If you write a crawler, you probably don't want it to waste time indexing a list of articles in every possible sort order, trying all "reply" buttons, things like that.
For me, a "Disallow" line in robots.txt means "don't bother, nothing interesting here". It is a suggestion that benefits everyone when followed, not an access control list.
>If you write a crawler, you probably don't want it to waste time indexing a list of articles in every possible sort order, trying all "reply" buttons, things like that.
On the other hand, many websites (like wikipedia here) hide interesting pages behind a Disallow.
I think the concern is more accurately: you must go out of your way to honor robots.txt.

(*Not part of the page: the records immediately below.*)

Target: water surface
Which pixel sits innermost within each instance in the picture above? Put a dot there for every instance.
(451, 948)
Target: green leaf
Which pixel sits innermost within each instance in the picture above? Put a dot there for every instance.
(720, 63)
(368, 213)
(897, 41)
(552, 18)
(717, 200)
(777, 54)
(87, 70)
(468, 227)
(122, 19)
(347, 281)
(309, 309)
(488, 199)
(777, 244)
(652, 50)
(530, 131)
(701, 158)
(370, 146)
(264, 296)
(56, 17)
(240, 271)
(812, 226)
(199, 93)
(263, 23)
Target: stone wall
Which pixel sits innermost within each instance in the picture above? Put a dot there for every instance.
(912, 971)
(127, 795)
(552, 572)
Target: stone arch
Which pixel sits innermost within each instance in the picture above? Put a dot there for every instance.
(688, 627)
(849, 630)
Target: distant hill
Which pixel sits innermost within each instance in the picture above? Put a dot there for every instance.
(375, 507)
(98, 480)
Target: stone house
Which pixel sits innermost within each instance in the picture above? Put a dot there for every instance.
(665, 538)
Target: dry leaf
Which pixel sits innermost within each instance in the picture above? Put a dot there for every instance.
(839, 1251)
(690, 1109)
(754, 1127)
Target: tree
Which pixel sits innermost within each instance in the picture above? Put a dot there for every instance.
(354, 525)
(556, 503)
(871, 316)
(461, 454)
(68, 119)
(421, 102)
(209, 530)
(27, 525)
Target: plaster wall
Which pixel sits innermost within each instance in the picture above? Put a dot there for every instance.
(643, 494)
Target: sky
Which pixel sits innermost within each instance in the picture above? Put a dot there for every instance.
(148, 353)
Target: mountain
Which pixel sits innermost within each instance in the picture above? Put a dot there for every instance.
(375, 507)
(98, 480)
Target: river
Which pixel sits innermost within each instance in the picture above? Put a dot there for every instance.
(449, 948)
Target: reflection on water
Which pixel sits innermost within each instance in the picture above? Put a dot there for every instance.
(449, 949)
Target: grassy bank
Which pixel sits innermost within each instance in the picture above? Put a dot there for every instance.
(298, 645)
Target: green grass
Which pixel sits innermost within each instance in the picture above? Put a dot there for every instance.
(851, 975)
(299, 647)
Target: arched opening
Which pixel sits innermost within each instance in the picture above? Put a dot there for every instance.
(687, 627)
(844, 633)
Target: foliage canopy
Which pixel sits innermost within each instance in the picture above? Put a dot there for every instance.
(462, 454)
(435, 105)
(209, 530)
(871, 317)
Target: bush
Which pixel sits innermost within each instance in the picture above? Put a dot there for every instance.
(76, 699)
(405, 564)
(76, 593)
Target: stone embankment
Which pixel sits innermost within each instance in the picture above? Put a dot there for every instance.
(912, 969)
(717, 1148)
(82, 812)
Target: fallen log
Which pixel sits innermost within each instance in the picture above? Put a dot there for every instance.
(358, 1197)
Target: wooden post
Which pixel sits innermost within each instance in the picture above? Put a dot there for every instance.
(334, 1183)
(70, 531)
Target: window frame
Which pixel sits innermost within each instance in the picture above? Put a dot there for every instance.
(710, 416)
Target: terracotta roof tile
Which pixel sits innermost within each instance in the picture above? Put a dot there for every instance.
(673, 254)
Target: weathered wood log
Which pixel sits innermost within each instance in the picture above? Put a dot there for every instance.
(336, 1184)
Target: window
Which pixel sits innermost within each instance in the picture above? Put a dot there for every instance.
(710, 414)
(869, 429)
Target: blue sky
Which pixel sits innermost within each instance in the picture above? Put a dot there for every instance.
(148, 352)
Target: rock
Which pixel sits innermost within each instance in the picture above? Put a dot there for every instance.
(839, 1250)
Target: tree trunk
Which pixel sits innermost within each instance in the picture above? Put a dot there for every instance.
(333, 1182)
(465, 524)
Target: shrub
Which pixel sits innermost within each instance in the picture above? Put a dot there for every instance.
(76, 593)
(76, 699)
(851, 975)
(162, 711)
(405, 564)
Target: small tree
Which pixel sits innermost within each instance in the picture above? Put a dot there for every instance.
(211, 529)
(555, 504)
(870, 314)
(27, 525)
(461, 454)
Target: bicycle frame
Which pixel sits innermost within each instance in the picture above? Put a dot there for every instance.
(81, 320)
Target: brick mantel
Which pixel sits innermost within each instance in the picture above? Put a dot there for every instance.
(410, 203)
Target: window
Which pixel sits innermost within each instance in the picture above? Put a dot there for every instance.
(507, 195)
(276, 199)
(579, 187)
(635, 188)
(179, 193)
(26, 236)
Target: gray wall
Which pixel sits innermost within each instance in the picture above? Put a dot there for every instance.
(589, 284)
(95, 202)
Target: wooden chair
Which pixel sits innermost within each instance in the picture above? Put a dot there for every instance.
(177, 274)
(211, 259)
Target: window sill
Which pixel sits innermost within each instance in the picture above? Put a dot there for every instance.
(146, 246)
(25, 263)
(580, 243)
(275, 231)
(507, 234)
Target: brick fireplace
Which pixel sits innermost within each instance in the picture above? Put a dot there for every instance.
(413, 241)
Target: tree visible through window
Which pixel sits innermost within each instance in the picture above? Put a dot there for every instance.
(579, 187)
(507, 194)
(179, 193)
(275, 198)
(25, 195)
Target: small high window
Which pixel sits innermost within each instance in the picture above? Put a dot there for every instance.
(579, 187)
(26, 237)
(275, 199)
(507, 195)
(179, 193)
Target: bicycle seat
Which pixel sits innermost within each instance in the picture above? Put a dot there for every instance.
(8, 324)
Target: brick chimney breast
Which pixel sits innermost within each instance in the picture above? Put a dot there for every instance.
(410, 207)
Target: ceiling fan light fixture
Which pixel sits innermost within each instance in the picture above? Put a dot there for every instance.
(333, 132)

I think both robots.txt and security.txt are great ideas. However, they will always only be useful to those who follow the wishes of the website (which hopefully outweight those who do not).
Part of my monthly maintenance on an independent Mediawiki install is to cross-reference our robots.txt (which is based on Wikipedia's) and server logs.
If a client or IP range is misbehaving in the server logs, it goes into robots.txt. If it's ignoring robots.txt, it gets added to the firewall's deny list.
I've tried to automate that process a few times but haven't ever gotten far. It's unending, though. Feels like all it seems to take is a handful of cash and a few days to start an SEO marketing buzzword company with its own crawler, all to build yet another thing for us to block.